6. The large-scale federated learning system based on low-rank subspace dynamic clustering according to claim 1, characterized in that: In the global constraint optimization module, the client loads its own class representative model as initial parameters, uses the global aggregate model obtained in the previous iteration as a regularization constraint, and performs the next round of local fine-tuning training on the multimodal large language large model based on the local loss function containing the proximal constraint term.

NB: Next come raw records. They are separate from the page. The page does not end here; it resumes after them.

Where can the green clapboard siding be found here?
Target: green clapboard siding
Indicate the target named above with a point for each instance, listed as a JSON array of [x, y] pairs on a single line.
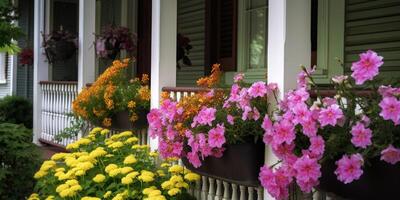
[[375, 25], [191, 23]]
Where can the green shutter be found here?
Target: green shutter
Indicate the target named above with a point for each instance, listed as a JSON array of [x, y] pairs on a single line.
[[375, 25], [191, 23]]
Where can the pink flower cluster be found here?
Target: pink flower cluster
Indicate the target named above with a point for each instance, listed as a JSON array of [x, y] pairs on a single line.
[[367, 67], [206, 135]]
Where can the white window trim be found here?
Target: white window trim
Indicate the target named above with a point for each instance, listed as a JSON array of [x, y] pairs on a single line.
[[3, 68], [242, 55]]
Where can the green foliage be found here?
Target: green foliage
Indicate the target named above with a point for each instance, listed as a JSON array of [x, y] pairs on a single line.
[[16, 110], [8, 30], [19, 159]]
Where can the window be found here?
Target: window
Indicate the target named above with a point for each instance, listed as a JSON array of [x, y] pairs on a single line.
[[252, 32], [3, 68]]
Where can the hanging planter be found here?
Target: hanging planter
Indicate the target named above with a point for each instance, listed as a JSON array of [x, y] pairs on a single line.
[[239, 164], [112, 40], [380, 180], [59, 45]]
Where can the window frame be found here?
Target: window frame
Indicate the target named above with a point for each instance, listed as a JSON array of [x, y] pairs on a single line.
[[243, 54]]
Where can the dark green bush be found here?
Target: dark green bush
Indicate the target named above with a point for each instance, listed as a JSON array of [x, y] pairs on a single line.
[[16, 110], [19, 160]]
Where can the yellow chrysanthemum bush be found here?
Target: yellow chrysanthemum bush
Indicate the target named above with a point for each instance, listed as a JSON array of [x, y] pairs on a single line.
[[112, 93], [116, 168]]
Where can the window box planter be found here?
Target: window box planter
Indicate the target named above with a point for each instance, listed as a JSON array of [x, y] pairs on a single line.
[[380, 180], [239, 164]]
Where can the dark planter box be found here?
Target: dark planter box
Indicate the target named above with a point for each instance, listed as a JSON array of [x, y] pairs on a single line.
[[380, 180], [60, 51], [239, 164], [120, 121]]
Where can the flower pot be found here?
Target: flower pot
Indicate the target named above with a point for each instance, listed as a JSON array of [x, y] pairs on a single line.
[[120, 121], [239, 164], [380, 180]]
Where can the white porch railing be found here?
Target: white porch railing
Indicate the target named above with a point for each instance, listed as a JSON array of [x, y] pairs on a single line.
[[57, 98]]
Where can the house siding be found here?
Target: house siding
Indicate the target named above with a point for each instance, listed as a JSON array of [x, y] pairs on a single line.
[[191, 24], [373, 25]]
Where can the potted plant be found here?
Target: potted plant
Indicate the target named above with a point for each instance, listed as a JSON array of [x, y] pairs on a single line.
[[182, 51], [216, 132], [114, 100], [112, 40], [99, 167], [59, 45], [348, 144]]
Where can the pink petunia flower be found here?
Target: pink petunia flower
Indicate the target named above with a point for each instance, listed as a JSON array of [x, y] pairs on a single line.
[[194, 159], [283, 132], [388, 91], [390, 109], [230, 119], [216, 137], [391, 155], [339, 79], [367, 67], [276, 182], [349, 168], [205, 117], [317, 146], [330, 115], [307, 169], [361, 135], [258, 89]]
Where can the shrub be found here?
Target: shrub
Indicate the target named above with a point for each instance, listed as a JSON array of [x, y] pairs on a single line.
[[16, 110], [114, 168], [19, 159]]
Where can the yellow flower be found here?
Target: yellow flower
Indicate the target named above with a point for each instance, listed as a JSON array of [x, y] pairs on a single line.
[[99, 178], [107, 194], [132, 174], [192, 177], [126, 180], [173, 191], [110, 167], [34, 196], [176, 169], [90, 198], [51, 197], [107, 122], [104, 132], [116, 145], [114, 172], [130, 160], [131, 140], [131, 104]]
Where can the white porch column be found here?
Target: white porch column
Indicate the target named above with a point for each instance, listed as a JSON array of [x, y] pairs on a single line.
[[40, 67], [289, 46], [86, 53], [163, 50]]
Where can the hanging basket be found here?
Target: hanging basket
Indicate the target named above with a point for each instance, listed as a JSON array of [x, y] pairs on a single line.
[[60, 51], [239, 164], [380, 180]]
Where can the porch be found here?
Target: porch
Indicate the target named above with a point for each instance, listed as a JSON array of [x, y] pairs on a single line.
[[288, 45]]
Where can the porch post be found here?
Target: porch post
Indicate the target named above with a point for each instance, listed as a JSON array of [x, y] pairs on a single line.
[[86, 52], [40, 68], [289, 46], [163, 50]]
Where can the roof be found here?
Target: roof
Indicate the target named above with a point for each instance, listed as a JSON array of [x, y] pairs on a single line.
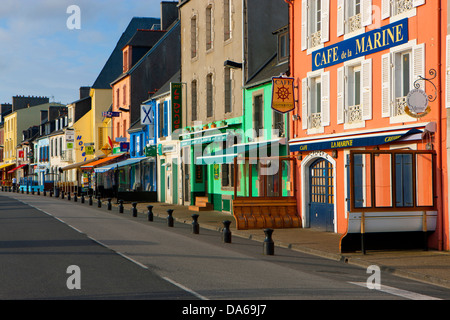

7. The learning method for a large-scale federated learning system based on low-rank subspace dynamic clustering according to any one of claims 1-6, characterized in that, include: Step S1: The client update module uses the local data of each client sharing the multimodal large language model, low-rank adaptation method and fast singular value decomposition to obtain the model parameters and subspace matrix of the multimodal large language model under each client, and uploads the subspace matrix to the server. Step S2: The optimization direction alignment module obtains the geometric similarity between every two clients based on the subspace matrix received by the server from each client; Step S3: The dynamic clustering module constructs a bottom-up hierarchical clustering tree based on the geometric similarity obtained from the server and calculates the inter-class linkage cost. Then, it performs hierarchical cluster merging, dynamically determines the clustering cutoff point, completes the client's grouping, and determines several classes as the optimal clustering structure. Step S4: Within each class of the optimal clustering structure, the intra-class aggregation module performs weighted aggregation of the model parameters of the intra-class clients to obtain the representative models of each class and then distributes them to the corresponding clients; at the same time, it generates a global aggregated model based on the model parameters of the multimodal large language large model under each client. Step S5: During the training iteration, the global constraint optimization module loads the respective in-class representative models as initial parameters through the client, uses the global aggregate model obtained in the previous iteration as a regularization constraint, and performs the next round of local fine-tuning training on the multimodal large language large model based on the local loss function containing the proximal constraint term.